Sophie’s cheeks burned. “Uncle, that is quite enough! Please do not speak of such things. It isn’t seemly!”
“Sophie, hush,” Seraphina murmured.
“I am not done yet. Now that you are meant to be his, you can know about some of the illicit subjects a proper gentleman would never speak of in front of an innocent well-bred young lady. He will have to give up all of his current decadent sinful entertainments. Serves you right, I say. A great punishment for your crime! Huzzah!”
A sinking feeling entered the pit of her stomach. She didn’t like the way that her uncle had said crime. It was as if he referred to something other than Redding merely seeking out the jewel for its judgement.
What were they keeping from her?
As for the Ruby, she didn’t want him holding it any longer. Sophie edged toward Lord Redding. If she caught him unaware, she could snatch the jewel out of his hands and maybe break the enchantment before it had time to take a firm root.

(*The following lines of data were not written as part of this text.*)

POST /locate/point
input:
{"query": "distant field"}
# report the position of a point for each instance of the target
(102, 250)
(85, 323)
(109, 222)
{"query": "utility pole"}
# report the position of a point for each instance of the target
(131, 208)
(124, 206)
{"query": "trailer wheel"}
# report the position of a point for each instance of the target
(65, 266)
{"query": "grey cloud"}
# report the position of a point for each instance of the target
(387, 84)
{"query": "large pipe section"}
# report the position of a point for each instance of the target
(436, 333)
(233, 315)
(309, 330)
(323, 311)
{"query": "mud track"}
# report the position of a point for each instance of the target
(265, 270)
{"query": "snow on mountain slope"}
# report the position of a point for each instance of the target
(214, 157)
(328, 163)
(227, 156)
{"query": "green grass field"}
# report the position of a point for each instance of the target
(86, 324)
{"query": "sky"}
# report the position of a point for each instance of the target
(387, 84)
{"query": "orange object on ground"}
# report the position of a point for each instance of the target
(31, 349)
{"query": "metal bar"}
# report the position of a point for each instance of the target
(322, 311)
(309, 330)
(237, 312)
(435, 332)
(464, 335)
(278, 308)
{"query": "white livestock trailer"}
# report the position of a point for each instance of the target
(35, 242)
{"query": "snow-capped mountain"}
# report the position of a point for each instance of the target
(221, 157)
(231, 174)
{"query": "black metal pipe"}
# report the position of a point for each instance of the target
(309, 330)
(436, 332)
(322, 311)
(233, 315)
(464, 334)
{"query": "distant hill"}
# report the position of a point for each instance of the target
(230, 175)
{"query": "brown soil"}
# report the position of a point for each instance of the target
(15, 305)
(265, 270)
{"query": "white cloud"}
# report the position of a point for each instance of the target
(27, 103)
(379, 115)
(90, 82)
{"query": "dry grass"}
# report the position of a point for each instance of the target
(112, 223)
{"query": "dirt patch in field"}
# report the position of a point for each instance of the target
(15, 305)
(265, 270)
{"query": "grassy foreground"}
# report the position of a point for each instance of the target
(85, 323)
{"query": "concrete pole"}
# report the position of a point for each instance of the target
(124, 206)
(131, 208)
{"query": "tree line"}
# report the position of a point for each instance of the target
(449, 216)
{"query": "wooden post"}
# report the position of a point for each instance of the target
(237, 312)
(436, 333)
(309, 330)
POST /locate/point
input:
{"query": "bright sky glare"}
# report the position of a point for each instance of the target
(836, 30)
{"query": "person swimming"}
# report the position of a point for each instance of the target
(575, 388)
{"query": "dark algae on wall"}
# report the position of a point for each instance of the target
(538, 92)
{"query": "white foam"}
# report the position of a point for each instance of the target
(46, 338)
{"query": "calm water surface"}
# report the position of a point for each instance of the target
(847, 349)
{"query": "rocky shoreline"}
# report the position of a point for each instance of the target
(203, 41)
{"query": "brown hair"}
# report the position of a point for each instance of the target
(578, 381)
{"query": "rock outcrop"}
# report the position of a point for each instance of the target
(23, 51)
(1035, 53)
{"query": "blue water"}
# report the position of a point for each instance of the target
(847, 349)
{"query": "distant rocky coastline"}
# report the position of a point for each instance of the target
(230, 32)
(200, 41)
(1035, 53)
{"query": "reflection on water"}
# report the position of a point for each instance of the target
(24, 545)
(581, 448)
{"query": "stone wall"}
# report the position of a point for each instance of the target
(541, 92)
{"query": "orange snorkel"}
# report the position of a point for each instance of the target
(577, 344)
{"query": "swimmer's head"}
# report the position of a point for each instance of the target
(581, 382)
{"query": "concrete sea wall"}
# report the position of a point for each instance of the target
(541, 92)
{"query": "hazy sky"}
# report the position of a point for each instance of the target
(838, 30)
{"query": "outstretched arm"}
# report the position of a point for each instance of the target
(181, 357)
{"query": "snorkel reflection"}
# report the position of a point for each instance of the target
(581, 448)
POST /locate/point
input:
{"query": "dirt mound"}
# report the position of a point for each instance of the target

It had a slim chance of working in her panicked mind, but she had to give it a go if she didn’t, she would always wonder if she could have averted her fate.
While his eyes were locked on her great uncle, she lunged at him and enclosed her fingers around the gold woven chain of the Ruby amulet. She tugged at it, but he was too strong for her.
“I think I shall keep this, if, you don’t mind.” He gave her a cheeky smile.